14 giugno 2016, ore 11. Varese splende nel sole novello che palpita d’oro in un crescendo d’aureo vigore, man mano che la mattinata avanza. Mi reco ai piedi del colle su cui sorge Villa Panza, che nel 1748 il conte Paolo Antonio Menafoglio volle far costruire come abitazione che dominasse la città, dall’alto, e che nel 1823 Pompeo Litta Visconti Arese trasformò in una villa di delizie, ampliandone, per opera dell’architetto Canonica, la raffinata architettura settecentesca in più spaziose forme neoclassiche. (Grazie alla cura riservata alla villa, il citato nobile ottenne dall’imperatore Francesco I d’Austria il titolo di conte.) Qui, oggi, per volere del conte Giuseppe Panza di Biumo dal 1956, hanno dimora opere dei più famosi artisti esponenti dell’arte contemporanea, dalla Land Art al minimalismo, dall’arte ambientale alle più innovative creazioni. Qui, dunque, s’intrecciano i destini dell’arte, ponti tra molteplici pensieri, indissolubili trecce tra epoche che si susseguono, contrastandosi e compendiandosi, in una continuità d’ingegno e innovazione.
Una strada s’inerpica su per il colle, nel quale, racchiusa da possenti mura, s’erge silente la villa, che ancora non riesco a scorgere. Il viale in salita è rinfrescato dai ventosi larici che ondeggiano nella brezza di tarda primavera e da altre alte piante che sciolgono le loro chiome giù dalle antiche fortificazioni.
Giungo infine all’alta cancellata, dentro la quale l’antica e sontuosa Villa, intonacata di rosa antico e arricchita da lievi stucchi, custodisce opere sorprendenti. Non è facile capirle dal primo impatto, poiché è un’altra arte, un’arte che, anziché parlare al cuore e alla mente, (come la sua predecessora, l’arte che va fino alla fine dell’ottocento, per intenderci, che presuppone invece una determinata retrospettiva culturale e storica comune), è un’arte che parla direttamente ai sensi del singolo.
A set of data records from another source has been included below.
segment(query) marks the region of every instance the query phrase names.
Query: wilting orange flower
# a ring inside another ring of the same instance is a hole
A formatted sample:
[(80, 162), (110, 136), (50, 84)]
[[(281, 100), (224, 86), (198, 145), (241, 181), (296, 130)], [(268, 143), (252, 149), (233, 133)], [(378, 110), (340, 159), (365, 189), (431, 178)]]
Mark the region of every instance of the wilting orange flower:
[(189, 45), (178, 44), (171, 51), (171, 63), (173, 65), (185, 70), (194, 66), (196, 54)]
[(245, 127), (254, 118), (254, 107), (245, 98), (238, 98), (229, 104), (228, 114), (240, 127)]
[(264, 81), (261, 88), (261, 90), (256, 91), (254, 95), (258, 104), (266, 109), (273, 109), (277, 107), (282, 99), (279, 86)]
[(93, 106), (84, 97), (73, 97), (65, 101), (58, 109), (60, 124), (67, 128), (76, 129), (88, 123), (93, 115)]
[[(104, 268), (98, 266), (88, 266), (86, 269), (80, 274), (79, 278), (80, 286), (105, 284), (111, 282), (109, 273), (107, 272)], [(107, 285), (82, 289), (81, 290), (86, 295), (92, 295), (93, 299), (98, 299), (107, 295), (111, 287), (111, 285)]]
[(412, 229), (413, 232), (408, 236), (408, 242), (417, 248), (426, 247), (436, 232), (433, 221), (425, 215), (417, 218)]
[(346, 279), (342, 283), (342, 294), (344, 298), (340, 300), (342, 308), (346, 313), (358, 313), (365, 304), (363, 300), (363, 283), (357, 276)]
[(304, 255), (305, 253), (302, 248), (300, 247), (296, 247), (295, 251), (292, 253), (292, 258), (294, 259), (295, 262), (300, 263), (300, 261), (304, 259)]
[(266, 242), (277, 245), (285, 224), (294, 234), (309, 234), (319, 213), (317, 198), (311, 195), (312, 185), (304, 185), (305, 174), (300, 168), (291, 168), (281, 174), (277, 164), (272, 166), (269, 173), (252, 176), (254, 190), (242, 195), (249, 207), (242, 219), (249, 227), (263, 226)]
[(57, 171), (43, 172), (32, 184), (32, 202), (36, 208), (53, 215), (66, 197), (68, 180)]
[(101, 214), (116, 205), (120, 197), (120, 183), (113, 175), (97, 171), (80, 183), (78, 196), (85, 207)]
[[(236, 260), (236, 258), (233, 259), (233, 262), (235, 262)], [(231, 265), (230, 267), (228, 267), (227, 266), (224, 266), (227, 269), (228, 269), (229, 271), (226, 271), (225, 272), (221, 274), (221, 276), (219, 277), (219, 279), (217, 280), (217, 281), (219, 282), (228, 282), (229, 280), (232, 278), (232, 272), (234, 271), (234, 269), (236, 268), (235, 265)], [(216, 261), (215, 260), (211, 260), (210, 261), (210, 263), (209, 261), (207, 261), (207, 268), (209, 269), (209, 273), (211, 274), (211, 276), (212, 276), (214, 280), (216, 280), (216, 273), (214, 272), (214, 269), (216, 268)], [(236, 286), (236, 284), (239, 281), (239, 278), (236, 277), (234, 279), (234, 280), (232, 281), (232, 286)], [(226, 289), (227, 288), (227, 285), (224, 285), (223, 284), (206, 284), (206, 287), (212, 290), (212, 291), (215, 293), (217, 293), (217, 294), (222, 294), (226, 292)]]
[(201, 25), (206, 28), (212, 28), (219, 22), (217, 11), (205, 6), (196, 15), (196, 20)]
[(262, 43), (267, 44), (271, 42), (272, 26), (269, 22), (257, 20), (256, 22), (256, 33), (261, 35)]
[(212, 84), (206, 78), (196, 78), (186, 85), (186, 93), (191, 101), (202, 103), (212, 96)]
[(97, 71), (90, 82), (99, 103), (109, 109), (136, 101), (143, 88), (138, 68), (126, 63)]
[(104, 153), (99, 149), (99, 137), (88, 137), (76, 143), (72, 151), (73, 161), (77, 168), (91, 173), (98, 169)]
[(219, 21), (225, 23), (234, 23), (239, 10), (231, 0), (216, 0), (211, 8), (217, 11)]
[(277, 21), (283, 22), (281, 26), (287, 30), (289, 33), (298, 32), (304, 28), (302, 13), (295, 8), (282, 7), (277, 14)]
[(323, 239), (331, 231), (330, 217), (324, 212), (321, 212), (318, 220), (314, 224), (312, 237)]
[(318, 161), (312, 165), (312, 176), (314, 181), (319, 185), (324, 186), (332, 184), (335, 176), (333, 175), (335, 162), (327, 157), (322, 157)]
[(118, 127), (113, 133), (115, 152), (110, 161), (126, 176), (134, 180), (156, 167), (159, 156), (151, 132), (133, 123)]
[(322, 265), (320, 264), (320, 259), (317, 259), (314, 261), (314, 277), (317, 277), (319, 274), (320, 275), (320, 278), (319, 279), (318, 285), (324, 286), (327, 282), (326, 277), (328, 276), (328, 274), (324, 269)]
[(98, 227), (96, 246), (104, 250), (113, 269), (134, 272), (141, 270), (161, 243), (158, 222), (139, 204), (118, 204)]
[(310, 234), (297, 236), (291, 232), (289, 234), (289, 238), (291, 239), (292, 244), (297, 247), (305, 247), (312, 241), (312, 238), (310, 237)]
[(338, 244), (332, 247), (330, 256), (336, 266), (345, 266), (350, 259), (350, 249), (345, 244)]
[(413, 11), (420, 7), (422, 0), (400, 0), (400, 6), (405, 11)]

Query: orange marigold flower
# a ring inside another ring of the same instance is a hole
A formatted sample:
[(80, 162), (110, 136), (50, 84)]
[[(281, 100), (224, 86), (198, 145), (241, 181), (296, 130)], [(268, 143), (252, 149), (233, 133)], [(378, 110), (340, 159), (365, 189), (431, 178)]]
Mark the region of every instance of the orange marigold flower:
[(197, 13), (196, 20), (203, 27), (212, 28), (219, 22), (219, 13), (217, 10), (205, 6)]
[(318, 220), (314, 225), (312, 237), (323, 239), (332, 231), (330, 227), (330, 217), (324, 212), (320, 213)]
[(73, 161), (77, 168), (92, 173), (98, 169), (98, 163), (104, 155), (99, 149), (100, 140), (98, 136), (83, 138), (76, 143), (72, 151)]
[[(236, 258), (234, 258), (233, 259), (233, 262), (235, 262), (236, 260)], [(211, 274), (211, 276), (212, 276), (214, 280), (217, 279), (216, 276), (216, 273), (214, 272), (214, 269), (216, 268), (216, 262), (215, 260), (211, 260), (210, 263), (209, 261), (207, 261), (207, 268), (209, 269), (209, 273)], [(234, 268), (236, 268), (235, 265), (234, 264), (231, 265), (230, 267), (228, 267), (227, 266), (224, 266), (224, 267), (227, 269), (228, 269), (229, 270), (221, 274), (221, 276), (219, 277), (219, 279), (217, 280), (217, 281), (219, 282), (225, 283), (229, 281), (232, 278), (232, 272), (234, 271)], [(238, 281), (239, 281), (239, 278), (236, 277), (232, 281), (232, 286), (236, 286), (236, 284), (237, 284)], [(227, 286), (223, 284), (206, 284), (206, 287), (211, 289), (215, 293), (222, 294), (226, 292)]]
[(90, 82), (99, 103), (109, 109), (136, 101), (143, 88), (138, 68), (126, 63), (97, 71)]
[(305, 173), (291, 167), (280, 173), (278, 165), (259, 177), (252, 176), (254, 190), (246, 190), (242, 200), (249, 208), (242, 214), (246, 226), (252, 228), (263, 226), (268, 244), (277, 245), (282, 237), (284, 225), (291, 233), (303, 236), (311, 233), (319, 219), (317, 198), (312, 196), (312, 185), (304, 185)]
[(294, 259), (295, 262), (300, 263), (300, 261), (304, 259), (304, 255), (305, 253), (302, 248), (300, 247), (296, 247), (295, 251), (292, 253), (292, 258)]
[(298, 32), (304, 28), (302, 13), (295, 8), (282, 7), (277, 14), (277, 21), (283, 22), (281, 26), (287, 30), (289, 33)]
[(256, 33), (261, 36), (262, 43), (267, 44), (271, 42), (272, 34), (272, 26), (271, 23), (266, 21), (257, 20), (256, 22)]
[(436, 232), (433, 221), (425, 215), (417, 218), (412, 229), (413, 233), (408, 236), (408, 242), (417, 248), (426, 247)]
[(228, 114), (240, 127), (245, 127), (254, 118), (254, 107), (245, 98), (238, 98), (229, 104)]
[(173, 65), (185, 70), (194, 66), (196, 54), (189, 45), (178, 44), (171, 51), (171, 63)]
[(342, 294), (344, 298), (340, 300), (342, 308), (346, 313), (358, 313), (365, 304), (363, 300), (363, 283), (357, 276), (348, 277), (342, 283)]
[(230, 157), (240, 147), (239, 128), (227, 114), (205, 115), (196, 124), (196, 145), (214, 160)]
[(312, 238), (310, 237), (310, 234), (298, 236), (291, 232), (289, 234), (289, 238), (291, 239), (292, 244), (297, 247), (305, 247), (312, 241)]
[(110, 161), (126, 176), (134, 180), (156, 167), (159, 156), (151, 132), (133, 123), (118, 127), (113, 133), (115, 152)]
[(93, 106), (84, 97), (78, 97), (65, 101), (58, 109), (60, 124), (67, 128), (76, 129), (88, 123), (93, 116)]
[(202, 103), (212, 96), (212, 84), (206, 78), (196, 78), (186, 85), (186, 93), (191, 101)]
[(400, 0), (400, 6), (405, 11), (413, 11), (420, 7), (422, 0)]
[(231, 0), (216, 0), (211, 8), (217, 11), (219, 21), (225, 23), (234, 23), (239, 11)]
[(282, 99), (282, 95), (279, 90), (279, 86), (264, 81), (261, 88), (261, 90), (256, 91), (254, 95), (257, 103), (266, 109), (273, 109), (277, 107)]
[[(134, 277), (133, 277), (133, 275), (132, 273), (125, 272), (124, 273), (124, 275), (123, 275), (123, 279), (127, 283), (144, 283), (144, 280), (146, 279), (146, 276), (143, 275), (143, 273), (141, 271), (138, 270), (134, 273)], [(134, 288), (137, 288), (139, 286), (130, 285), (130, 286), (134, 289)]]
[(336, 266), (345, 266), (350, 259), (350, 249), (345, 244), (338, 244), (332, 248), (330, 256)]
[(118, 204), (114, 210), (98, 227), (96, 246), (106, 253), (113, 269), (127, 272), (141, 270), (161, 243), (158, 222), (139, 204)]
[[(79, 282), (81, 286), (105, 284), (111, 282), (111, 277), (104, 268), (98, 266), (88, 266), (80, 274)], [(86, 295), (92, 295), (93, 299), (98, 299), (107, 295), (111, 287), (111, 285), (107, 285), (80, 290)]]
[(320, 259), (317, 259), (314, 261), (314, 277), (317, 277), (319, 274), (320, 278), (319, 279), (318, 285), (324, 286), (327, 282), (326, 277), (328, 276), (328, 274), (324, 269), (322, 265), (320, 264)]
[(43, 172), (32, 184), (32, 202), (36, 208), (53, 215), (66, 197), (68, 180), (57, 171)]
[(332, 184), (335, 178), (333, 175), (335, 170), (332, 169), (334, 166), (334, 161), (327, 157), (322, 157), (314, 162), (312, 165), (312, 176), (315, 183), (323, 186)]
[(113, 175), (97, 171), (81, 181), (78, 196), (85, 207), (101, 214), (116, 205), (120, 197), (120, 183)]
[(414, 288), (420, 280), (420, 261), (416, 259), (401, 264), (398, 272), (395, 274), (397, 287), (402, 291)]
Non mira solo alla vista dello spettatore, dunque, ma al suo inconscio, ai suoi reconditi pensieri e paure, alle sue percezioni, che, come scoprirò da lì a poco, si rivelano terribilmente illusorie.
Mi appresto infatti a visitare la mostra, oltre 150 opere dei più famosi artisti contemporanei, ivi riunite grazie all’interesse del conte collezionista che, con un mecenatismo post litteram, invitò gli artisti stessi a soggiornare in questo paradiso architettonico. Da Robert Irwin (1929) a Maria Nordman (1943) da James Turrel (1943) a Dan Flavin (1933/1996) in un tutt’uno artistico di luce, arte, natura architettura.